Did you ever travel to any other parts of Vietnam, or to any other countries? 

"Most G.I.'s took their R&R after about six months. There were six or seven places to pick from and married guys could go to Hawaii and meet their wives. Tiny and I talked about it and the earliest I could get was October. I told her that was too long and I wanted a break at about six months, no later than seven. Me and my buddy talked it over and decided to go somewhere together. The first available slot was Manila in the third week of August. We would fly to Saigon and then to Manila. While we were there we went and saw a large American cemetery, it was beautiful and impressive. Most people there spoke English, and our commanding officer had been right, people were very friendly there." 

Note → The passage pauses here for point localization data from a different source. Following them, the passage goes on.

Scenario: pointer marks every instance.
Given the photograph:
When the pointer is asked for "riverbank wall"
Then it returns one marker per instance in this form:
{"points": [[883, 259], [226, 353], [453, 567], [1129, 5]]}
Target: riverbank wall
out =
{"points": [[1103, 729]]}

What did you do after you left Vietnam? 

"They wanted me to be an instructor at my old school. I was now stationed at the United States Army Ordinance Center and School; Headquarters Company; Aberdeen Proving Grounds, Aberdeen, Maryland. The first thing I had to do was go to Instructors school. I didn't know it at the time but I would start doing this for a living, some twenty years later, at the Naval Hospital. Some time in August Tiny found out she was pregnant, we were very excited about having our first child. I got out of the Army in 1971. I started to work again at the Norfolk Naval Shipyard, and Tiny transferred to Norfolk." 

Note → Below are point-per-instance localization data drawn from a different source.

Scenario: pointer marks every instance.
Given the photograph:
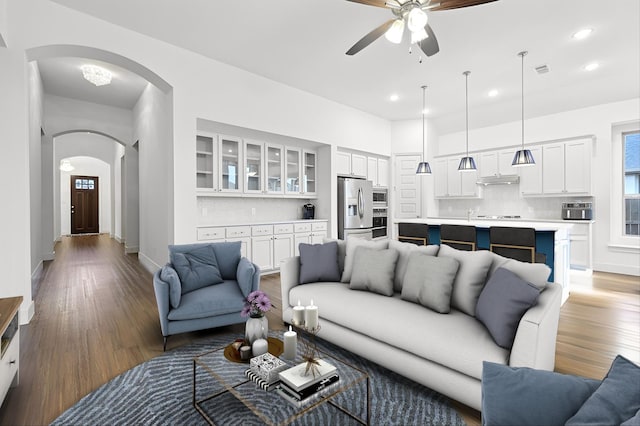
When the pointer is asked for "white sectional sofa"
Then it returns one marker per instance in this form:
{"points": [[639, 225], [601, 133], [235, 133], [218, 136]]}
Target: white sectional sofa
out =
{"points": [[440, 347]]}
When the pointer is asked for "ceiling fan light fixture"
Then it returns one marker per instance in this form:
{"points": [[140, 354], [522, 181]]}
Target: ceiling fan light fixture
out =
{"points": [[416, 19], [395, 32]]}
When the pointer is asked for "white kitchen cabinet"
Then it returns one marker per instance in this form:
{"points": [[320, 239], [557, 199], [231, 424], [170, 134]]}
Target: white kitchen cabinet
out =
{"points": [[531, 176], [566, 168]]}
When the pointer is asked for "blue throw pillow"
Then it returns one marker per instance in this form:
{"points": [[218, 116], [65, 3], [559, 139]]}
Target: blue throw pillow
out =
{"points": [[617, 398], [319, 262], [170, 276], [197, 268], [502, 303], [525, 396]]}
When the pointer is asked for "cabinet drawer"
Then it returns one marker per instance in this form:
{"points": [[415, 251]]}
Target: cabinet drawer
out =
{"points": [[283, 228], [302, 227], [261, 230], [319, 226], [238, 231], [210, 234]]}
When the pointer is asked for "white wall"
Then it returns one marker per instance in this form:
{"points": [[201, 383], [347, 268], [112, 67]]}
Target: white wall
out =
{"points": [[86, 166]]}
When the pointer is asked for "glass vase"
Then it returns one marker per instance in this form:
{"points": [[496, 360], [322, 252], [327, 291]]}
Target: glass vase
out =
{"points": [[257, 327]]}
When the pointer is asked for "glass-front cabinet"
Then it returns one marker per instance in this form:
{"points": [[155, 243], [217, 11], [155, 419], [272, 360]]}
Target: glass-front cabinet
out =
{"points": [[292, 171], [274, 168], [253, 170], [230, 172]]}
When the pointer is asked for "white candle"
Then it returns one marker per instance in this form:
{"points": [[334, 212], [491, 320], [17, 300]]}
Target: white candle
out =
{"points": [[298, 315], [259, 347], [290, 344], [311, 316]]}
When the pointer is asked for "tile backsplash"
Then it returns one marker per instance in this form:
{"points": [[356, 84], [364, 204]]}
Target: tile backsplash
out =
{"points": [[501, 200]]}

Reflections and words for future generations

 " Serving in the military took three years of my civilian life from me, I already had a machinist journeyman's license and a good job when I was drafted.  The Army really didn't have anything for me that I wanted, but if you don't have an idea of what you want to do, that is a good way to get an education.  I was able to do a home study with technology from Cleveland Institute with my G.I. Bill offering educational benefits.  It was good, my military benefits covered everything."

"Unless you are a relative of a veteran, or marry a veteran, you would think they are just like any other group of people.  I have only run into good people. I've never met a veteran who was a bad person.  Most veterans have a great strong work ethic.  Coming back from Vietnam War, maybe your job or MOS in service caused traumatic memories.  I was lucky that I never experienced the loss of anyone close to me while fighting."